User:Rafi kamal/Application

From Apertium
Revision as of 18:31, 21 March 2014 by Rafi kamal (talk | contribs)
Jump to navigation Jump to search

Contact Information

Name: Rafi Kamal Email: rafikamal93@yahoo.com IRC nick at #apertium: rafi GitHub: github.com/rafi-kamal SourceForge username: rafikamal93

Why are you interested in machine translation?

I'm from Bangladesh and Bangla is my native tongue. But I've to use English for a lot of purposes. For example, the medium of education in my university is English. So as a general user, I've felt the need of a good machine translation system numerous times.

I've created an open source English-Bangla dictionary.
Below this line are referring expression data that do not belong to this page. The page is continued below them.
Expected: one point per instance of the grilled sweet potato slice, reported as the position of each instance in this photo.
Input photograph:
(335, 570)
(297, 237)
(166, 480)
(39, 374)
I've tried to add more words in its database as well as integrate an machine translation system into it. But unfortunately, the existing machine translation systems (Google translate or Bing translate) are not free. So as a developer, I always feel the need of an open-source machine translation system.

And lastly, I'm planning to do research on natural language processing in Bangla to develop a Bangla search engine. I hope working experience in an existing machine translation system will help in my research.

Why is it that you are interested in the Apertium project?

Apertium is open source, that's the main reason of my interest. I've worked on open source project before and I really like it. Another reason is, there has already been a lot of work done in Bangla-English translation in Apertium, and I've the opportunity to contribute to it.

Which of the published tasks are you interested in? What do you plan to do?

I'm interested on the project 'Adopt an unreleased language pair'. I want to work with Bangla-English language pair. Some work has already been done in this language pair, focusing mainly on English to Bangla translation. I'll focus on Bangla to English translation.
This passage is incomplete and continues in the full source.